The question is evaluate or show that the integral diverges: ∫ (from upper bound 3 to lower bound 0) (1/x) dx. The answer is ∞ but I don't understand how they got that answer. Please help!
2007-04-03 14:42:26 · 3 answers · asked by indigo57 1 in Science & Mathematics ➔ Mathematics
∫ (0 to 3, (1/x) dx )
For one thing, this is an improper integral, because (1/x) is not defined at 0. For that reason, you have to change this into a limit. More specifically, the limit as t approaches 0 from the right.
lim (t to 3, (1/x) dx )
t -> 0+
Solving the integral, we get
lim (ln|x| ) {evaluated from t to 3}
t -> 0+
Plugging in our integration bounds,
lim ( ln|3| - ln|t| )
t -> 0+
Since we are dealing with positive numbers (with the bounds being from 0 to 3), we don't even need those absolute value signs, because for positive numbers, |x| = x.
lim ( ln(3) - ln(t) )
t -> 0+
As t approaches 0 from the right, ln(t) approaches negative infinity. Also, ln(3) is a finite term, so we have the form
[ln(3) - (-∞)], or [ln(3) + ∞], which is ∞.
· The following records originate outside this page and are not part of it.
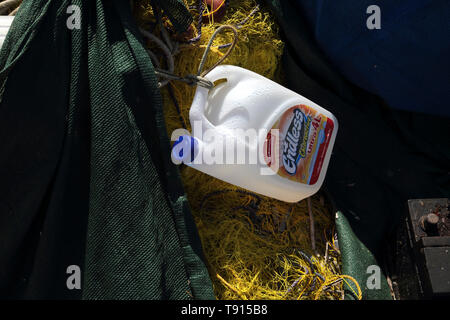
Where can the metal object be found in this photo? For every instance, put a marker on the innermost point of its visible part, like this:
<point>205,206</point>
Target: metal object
<point>429,233</point>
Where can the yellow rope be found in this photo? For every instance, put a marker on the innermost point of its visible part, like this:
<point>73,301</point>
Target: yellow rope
<point>251,243</point>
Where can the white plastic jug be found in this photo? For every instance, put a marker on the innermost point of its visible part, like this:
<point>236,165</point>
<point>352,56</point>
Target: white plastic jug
<point>238,115</point>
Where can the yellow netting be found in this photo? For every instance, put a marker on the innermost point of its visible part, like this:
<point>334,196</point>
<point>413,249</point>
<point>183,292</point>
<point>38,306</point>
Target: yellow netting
<point>255,247</point>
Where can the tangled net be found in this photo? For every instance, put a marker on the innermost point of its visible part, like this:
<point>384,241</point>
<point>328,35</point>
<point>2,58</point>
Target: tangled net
<point>255,247</point>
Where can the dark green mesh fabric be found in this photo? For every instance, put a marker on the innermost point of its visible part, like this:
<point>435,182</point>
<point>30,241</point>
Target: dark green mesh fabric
<point>87,176</point>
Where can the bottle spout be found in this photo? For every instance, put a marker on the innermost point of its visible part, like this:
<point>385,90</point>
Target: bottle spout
<point>185,149</point>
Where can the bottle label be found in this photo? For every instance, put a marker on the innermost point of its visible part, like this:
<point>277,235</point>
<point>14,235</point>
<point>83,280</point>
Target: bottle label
<point>304,135</point>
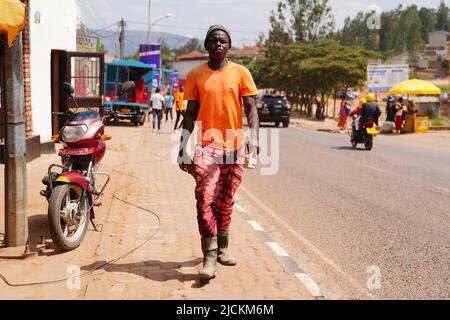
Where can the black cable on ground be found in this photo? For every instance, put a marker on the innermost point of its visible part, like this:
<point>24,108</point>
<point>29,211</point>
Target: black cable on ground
<point>84,274</point>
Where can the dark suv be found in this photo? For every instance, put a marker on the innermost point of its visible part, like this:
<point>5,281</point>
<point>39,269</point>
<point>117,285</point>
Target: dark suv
<point>273,108</point>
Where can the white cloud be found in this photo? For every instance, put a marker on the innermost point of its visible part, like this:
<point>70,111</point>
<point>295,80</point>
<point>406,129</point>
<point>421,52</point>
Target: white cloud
<point>251,16</point>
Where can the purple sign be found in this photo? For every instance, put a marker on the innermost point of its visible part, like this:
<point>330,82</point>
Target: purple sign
<point>150,54</point>
<point>176,79</point>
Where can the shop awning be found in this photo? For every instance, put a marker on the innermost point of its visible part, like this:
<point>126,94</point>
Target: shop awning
<point>415,87</point>
<point>12,19</point>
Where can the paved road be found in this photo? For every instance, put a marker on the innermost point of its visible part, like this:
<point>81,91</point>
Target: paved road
<point>345,214</point>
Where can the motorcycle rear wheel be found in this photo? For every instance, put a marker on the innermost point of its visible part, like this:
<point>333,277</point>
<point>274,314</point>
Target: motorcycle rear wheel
<point>67,228</point>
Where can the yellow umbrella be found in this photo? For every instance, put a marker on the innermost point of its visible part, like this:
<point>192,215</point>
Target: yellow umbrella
<point>415,87</point>
<point>12,18</point>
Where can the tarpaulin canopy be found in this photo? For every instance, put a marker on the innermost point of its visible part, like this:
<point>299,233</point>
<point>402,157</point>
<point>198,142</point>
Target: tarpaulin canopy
<point>415,87</point>
<point>12,18</point>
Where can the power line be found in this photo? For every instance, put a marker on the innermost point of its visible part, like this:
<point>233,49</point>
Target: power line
<point>190,28</point>
<point>95,9</point>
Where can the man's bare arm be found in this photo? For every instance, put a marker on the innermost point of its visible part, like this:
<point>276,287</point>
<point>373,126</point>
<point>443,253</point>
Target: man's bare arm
<point>253,121</point>
<point>188,126</point>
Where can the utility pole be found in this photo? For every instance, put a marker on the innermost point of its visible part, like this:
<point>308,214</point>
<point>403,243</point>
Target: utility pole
<point>16,219</point>
<point>122,26</point>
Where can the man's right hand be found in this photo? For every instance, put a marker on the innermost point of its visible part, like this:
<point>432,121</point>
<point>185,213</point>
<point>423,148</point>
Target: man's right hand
<point>183,160</point>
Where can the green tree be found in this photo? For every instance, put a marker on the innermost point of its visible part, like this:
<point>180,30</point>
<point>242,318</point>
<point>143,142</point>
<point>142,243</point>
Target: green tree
<point>428,17</point>
<point>412,26</point>
<point>442,17</point>
<point>300,21</point>
<point>167,57</point>
<point>307,71</point>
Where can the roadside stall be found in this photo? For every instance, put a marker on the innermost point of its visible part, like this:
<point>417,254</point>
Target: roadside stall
<point>133,105</point>
<point>418,88</point>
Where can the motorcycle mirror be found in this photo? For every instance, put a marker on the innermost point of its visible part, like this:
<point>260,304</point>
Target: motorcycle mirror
<point>127,86</point>
<point>68,89</point>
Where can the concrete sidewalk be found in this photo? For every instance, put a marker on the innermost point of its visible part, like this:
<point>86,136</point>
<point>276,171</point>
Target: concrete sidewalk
<point>150,202</point>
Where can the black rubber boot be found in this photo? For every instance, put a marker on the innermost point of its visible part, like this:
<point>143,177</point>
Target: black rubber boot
<point>209,249</point>
<point>223,256</point>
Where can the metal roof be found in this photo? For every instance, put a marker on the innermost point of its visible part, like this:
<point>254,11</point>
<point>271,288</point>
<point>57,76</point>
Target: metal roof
<point>130,63</point>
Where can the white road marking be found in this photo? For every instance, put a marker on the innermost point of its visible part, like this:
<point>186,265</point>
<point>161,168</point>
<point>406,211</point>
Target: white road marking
<point>309,283</point>
<point>308,244</point>
<point>277,249</point>
<point>255,225</point>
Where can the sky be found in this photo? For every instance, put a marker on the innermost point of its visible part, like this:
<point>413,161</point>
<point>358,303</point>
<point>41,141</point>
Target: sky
<point>245,18</point>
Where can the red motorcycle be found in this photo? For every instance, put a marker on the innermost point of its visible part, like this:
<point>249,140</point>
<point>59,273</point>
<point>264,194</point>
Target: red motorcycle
<point>73,192</point>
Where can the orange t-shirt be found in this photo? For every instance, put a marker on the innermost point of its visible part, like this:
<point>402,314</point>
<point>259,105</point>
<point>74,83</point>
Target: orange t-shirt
<point>219,95</point>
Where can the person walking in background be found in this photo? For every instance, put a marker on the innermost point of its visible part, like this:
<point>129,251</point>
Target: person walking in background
<point>319,110</point>
<point>179,108</point>
<point>157,104</point>
<point>399,115</point>
<point>408,126</point>
<point>390,109</point>
<point>168,101</point>
<point>342,124</point>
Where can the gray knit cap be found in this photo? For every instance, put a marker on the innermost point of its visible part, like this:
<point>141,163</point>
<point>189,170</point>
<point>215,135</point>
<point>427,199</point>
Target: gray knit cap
<point>217,27</point>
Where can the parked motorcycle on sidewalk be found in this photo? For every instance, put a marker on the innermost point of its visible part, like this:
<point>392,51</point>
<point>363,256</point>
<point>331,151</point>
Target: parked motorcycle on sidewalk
<point>367,131</point>
<point>73,192</point>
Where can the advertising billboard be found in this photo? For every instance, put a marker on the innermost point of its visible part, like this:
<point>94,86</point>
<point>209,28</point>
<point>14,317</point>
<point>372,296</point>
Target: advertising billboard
<point>88,44</point>
<point>381,78</point>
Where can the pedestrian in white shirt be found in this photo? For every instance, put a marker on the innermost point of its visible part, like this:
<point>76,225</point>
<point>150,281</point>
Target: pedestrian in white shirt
<point>158,106</point>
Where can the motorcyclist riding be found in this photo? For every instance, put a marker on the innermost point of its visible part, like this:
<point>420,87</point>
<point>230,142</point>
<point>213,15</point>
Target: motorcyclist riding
<point>370,111</point>
<point>357,112</point>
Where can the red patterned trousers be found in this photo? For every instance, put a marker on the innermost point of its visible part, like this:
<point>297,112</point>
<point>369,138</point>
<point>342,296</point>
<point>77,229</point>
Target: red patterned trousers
<point>218,175</point>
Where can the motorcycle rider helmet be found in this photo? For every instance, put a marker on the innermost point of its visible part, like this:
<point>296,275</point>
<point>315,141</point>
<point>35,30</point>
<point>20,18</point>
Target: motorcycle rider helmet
<point>370,98</point>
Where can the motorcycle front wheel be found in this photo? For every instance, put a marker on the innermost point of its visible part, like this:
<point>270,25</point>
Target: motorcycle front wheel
<point>67,226</point>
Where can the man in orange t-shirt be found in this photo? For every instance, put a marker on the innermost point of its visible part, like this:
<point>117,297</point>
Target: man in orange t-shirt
<point>216,92</point>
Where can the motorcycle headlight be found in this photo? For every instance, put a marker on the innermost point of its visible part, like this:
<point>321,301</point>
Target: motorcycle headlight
<point>73,133</point>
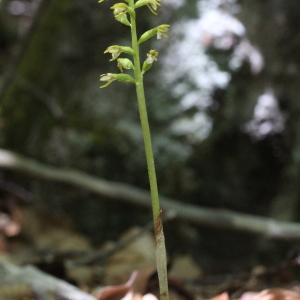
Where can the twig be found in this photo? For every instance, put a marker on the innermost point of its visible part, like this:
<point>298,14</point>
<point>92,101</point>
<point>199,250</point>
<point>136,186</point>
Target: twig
<point>39,282</point>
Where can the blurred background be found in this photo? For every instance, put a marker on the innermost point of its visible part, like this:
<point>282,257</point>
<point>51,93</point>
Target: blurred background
<point>224,111</point>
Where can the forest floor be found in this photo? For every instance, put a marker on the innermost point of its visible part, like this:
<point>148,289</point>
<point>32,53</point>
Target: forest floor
<point>123,268</point>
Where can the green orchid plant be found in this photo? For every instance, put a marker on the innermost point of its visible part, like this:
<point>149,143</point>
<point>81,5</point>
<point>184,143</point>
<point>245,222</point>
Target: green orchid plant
<point>132,72</point>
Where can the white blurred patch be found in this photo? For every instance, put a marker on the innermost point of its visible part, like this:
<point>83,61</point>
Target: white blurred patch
<point>267,118</point>
<point>245,51</point>
<point>174,3</point>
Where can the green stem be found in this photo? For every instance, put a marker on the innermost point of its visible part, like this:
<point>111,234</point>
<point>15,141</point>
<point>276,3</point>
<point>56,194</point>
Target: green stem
<point>161,257</point>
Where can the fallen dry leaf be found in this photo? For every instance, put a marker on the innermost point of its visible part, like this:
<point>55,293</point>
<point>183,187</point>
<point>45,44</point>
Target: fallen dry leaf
<point>223,296</point>
<point>271,294</point>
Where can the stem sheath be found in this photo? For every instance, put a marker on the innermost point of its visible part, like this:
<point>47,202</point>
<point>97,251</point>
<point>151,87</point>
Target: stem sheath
<point>161,257</point>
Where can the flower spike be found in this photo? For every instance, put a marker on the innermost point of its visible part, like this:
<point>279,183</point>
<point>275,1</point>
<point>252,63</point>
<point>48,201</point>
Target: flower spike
<point>109,78</point>
<point>116,51</point>
<point>125,64</point>
<point>120,11</point>
<point>160,32</point>
<point>152,5</point>
<point>152,56</point>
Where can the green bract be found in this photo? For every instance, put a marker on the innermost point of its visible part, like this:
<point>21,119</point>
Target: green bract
<point>152,4</point>
<point>160,31</point>
<point>125,12</point>
<point>125,63</point>
<point>109,78</point>
<point>120,11</point>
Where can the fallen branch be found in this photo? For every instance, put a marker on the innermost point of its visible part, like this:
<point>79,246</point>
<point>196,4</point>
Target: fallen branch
<point>39,282</point>
<point>217,218</point>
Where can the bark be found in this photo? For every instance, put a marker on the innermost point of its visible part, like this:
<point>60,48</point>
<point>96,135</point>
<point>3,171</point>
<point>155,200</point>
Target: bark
<point>39,282</point>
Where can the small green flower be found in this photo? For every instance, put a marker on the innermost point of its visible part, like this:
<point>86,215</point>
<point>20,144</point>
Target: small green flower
<point>152,5</point>
<point>160,32</point>
<point>109,78</point>
<point>152,56</point>
<point>116,51</point>
<point>125,63</point>
<point>120,11</point>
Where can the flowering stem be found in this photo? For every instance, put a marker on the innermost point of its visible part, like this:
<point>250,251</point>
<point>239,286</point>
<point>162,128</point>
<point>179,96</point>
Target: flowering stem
<point>161,257</point>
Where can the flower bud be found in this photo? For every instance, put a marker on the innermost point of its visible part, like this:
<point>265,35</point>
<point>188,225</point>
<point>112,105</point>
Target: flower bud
<point>160,31</point>
<point>108,78</point>
<point>120,11</point>
<point>152,4</point>
<point>152,56</point>
<point>117,50</point>
<point>125,63</point>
2007-04-03 14:49:06 · answer #1 · answered by Puggy 7 · 0⤊ 0⤋
1/x is not define at the point 0. Therefore is not possible to integrate 1/x about 0.
2007-04-03 21:48:03 · answer #2 · answered by ali 6 · 0⤊ 0⤋
The integral of 1/x is ln(x), right?
So your answer is ln(3) minus ln(0).
But if you look at the graph of ln(x), you'll find that it shoots downward quite rapidly as x approaches zero from the positive side. ln(3)-(-infinity)=infinity.
Does that work for you?
2007-04-03 21:52:18 · answer #3 · answered by Mehoo 3 · 0⤊ 0⤋